MIT/CSAIL researchers add realistic sounds to silent videos, a step toward automating sound effects for movies?
“From the gentle blowing of the wind to the buzzing of laptops, at any given moment there are so many ambient sounds that aren’t related to what we’re actually looking at,” says MITPhD student Andrew Owens . “What would be really exciting is to somehow simulate sound that is less directly associated to the visuals.”
The notion of artificial sound generation has been around for sometime now, with concepts such as procedural audio, and in many ways its long overdue that the same amount of attention and computing power that is afforded to visual effects, be directed towards sound generation. CSAIL is directed by Tim Berners-Lee and is the largest research laboratory at MIT and one of the world’s most important centres of information technology research. I have found several articles which discuss this new development and have selected sections of them here :
the following is a selection from articles:
“Researchers envision future versions of similar algorithms being used to automatically produce sound effects for movies and TV shows, as well as to help robots better understand objects’ properties.
“When you run your finger across a wine glass, the sound it makes reflects how much liquid is in it,” says CSAIL PhD student Andrew Owens, who was lead author on an upcoming paper describing the work. “An algorithm that simulates such sounds can reveal key information about objects’ shapes and material types, as well as the force and motion of their interactions with the world.”
The team used techniques from the field of “deep learning,” which involves teaching computers to sift through huge amounts of data to find patterns on their own.

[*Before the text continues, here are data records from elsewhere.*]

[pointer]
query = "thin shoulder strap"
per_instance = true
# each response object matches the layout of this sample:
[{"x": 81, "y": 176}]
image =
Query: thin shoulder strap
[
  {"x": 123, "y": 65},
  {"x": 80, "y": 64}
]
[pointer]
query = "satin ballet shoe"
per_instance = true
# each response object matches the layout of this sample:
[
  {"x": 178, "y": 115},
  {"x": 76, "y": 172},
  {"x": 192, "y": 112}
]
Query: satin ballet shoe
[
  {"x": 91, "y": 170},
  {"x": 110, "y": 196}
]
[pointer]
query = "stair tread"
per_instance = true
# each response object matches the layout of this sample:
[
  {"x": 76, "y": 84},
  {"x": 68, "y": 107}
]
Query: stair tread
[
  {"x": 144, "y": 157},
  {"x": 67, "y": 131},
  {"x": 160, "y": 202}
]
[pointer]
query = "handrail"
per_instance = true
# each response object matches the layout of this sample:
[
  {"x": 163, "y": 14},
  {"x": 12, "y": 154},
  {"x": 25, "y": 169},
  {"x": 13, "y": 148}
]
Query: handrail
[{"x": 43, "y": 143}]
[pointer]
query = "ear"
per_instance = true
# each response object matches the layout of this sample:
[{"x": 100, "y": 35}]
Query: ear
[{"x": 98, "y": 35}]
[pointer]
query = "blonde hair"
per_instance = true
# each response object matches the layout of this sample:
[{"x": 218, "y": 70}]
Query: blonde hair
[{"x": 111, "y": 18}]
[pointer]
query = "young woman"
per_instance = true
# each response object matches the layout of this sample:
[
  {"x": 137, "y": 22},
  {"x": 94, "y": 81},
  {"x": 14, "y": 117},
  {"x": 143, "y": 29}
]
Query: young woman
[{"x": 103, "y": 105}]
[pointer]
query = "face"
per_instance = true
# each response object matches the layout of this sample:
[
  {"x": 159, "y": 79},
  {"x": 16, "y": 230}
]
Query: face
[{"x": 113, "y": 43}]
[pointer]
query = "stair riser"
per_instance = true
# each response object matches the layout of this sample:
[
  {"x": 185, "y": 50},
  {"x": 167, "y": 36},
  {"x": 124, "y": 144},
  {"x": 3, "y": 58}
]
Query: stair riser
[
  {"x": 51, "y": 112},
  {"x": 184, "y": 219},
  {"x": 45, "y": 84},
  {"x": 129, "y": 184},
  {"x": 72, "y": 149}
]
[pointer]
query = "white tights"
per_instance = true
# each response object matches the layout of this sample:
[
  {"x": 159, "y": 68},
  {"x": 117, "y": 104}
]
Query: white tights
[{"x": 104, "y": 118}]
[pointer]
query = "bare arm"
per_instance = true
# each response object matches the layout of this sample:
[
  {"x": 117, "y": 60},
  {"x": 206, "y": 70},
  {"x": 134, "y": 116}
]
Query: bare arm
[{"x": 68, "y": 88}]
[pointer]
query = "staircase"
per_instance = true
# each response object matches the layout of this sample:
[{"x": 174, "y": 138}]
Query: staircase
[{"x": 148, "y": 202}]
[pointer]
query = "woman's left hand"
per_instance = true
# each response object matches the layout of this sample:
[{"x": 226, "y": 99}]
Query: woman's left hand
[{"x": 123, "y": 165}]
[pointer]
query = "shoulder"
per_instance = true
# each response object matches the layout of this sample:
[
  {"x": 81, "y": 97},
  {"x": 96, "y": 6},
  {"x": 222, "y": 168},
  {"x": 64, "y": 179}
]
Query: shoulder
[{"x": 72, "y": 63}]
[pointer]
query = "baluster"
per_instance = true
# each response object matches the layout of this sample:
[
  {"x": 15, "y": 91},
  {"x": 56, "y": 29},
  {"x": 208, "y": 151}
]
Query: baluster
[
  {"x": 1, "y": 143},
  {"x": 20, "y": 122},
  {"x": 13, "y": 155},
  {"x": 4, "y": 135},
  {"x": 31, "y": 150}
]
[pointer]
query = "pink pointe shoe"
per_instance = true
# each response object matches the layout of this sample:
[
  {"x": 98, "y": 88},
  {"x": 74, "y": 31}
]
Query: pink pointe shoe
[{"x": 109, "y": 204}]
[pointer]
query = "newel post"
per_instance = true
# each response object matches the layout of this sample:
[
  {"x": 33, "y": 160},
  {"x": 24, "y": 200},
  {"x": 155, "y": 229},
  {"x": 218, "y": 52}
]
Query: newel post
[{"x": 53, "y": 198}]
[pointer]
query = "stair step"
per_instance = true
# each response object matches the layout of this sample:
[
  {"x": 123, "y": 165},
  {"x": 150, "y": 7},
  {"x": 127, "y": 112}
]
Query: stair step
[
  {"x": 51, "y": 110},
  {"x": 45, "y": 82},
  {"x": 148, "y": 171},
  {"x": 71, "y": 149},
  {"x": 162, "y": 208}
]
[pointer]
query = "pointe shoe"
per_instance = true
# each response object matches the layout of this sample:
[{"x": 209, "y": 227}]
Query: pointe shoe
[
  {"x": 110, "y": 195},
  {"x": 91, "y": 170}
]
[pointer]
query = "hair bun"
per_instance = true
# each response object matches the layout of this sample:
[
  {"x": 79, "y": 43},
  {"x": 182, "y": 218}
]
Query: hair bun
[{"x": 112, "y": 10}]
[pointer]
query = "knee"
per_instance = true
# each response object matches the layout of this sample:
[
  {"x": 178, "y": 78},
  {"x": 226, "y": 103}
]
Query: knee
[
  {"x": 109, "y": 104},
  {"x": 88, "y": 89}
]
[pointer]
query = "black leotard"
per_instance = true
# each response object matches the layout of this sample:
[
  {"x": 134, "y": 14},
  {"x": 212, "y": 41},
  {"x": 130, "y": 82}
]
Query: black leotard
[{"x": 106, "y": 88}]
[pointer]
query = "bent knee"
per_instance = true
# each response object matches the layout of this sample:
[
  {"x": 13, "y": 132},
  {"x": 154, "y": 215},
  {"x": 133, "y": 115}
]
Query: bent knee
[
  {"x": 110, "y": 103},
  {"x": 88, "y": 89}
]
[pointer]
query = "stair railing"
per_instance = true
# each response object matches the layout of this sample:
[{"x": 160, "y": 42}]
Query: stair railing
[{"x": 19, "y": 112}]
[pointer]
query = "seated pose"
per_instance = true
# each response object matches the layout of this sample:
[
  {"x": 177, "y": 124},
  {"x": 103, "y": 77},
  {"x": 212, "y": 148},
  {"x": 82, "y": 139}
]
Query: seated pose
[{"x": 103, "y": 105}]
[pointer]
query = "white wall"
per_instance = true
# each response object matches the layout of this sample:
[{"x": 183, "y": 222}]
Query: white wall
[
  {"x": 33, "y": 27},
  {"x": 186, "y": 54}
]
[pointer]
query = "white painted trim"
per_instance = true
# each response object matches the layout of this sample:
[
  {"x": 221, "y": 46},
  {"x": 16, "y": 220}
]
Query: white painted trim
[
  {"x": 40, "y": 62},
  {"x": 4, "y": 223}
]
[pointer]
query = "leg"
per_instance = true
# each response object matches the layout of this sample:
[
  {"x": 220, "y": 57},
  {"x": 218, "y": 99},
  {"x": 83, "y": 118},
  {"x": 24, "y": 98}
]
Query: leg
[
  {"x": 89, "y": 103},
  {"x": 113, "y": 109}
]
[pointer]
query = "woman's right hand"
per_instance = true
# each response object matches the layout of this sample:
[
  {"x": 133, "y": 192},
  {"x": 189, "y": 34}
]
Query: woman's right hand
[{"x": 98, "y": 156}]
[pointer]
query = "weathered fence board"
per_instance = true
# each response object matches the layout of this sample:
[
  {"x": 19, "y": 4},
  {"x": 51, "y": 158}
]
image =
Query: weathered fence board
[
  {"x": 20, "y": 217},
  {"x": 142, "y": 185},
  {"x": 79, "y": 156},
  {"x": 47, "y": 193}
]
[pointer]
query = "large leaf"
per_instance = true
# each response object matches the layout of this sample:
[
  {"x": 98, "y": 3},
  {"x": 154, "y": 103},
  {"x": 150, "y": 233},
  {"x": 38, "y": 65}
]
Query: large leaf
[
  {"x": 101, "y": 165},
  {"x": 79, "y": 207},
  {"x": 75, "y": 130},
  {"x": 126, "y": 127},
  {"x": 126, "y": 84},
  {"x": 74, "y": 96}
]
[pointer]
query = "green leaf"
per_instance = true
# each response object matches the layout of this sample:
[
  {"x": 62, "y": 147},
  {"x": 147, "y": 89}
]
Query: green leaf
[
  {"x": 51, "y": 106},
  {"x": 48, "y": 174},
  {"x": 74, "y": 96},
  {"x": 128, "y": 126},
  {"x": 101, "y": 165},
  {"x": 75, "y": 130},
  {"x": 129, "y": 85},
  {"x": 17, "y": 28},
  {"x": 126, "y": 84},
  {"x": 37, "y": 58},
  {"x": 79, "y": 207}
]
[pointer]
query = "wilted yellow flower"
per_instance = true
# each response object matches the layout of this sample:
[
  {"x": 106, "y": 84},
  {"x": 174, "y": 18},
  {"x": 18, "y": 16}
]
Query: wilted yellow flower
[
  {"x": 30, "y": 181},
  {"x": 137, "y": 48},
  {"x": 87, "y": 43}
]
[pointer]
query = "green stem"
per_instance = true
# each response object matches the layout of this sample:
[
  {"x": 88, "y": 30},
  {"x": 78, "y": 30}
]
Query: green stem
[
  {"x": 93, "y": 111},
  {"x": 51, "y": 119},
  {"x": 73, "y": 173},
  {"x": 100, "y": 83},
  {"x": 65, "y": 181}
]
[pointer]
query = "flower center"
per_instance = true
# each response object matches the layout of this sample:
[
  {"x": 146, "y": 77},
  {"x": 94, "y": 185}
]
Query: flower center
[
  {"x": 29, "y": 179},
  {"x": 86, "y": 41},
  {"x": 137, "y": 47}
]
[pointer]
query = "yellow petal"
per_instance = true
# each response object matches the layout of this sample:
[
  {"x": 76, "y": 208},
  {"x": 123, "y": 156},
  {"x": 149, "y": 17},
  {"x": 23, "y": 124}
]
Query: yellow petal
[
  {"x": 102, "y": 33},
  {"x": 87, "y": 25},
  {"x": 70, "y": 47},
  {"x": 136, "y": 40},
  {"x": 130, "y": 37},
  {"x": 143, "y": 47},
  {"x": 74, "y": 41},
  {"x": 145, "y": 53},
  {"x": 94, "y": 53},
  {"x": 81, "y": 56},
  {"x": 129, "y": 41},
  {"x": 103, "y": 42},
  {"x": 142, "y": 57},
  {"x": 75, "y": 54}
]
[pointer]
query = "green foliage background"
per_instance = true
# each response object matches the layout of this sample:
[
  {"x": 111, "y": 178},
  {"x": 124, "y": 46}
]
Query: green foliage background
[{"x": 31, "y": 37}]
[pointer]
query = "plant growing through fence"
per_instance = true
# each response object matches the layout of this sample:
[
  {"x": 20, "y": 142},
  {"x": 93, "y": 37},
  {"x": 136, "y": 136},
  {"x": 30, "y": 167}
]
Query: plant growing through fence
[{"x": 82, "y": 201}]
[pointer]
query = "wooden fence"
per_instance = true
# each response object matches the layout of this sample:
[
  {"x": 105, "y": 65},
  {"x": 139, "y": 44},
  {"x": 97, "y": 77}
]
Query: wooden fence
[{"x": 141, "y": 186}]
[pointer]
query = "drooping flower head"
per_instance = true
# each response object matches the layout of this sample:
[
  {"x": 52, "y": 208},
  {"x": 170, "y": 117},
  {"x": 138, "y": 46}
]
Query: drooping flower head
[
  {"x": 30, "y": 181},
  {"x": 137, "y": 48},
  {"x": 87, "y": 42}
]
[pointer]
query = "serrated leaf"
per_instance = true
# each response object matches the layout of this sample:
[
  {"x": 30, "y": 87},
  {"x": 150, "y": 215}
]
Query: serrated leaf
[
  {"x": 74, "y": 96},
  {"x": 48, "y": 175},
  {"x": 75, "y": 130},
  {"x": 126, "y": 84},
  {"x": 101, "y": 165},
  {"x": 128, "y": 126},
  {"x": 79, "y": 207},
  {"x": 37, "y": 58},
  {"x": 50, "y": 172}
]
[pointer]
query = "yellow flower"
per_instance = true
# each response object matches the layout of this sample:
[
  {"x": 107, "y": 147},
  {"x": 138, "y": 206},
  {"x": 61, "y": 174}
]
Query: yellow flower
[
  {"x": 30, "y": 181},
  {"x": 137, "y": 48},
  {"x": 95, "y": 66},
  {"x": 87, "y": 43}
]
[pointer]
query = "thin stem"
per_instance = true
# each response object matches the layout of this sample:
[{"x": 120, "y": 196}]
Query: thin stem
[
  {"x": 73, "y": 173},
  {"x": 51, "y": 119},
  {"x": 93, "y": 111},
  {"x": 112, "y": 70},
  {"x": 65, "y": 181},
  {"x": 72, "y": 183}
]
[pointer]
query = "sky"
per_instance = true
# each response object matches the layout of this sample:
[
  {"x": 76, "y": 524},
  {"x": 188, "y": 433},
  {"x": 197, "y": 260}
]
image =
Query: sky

Deep learning approaches are especially useful because they free computer scientists from having to hand-design algorithms and supervise their progress.
The paper’s co-authors include recent PhD graduate Phillip Isola and MIT professors Edward Adelson, Bill Freeman, Josh McDermott, and Antonio Torralba. The paper will be presented later this month at the annual conference on Computer Vision and Pattern Recognition (CVPR) in Las Vegas.
In a series of videos of drumsticks striking things — including sidewalks, grass and metal surfaces — the computer learned to pair a fitting sound effect, such as the sound of a drumstick hitting a piece of wood or of rustling leaves.
The findings are an example of the power of deep learning, a type of artificial intelligence whose application is trendy in tech circles. With deep learning, a computer system learns to recognize patterns in huge piles of data and applies what it learns in useful ways.
In this case, the researchers at MIT’s Computer Science and Artificial Intelligence Lab recorded about 1,000 videos of a drumstick scraping and hitting real-world objects. These videos were fed to the computer system, which learns what sounds are associated with various actions and surfaces. The sound of the drumstick hitting a piece of wood is different than when it disrupts a pile of leaves.
Once the computer system had all these examples, the researchers gave it silent videos of the same drumstick hitting other surfaces, and they instructed the computer system to pair an appropriate sound with the video.
To do this, the computer selects a pitch and loudness that fits what it sees in the video, and it finds an appropriate sound clip in its database to play with the video.
To demonstrate their accomplishment, the researcher then played half-second video clips for test subjects, who struggled to tell apart whether the clips included an authentic sound or one that a computer system had added artificially.
But the technology is not perfect, as MIT PhD candidate Andrew Owens, the lead author on the research, acknowledged. When the team tried longer video clips, the computer system would sometimes misfire and play a sound when the drumstick was not striking anything. Test subjects immediately knew the audio was not real.
And the researchers were able to get the computer to produce fitting sounds only when they used videos with a drumstick. Creating a computer that automatically provides the best sound effect for any video — the kind of development that could disrupt the sound-effects industry — remains out of reach for now.
Although the technology world has seen significant strides of late in artificial intelligence, there are still big differences in how humans and machines learn. Owens wants to push computer systems to learn more similarly to the way an infant learns about the world, by physically poking and prodding its environment. He sees potential for other researchers to use sound recordings and interactions with materials such as sidewalk cement as a step toward machines’ better understanding our physical world.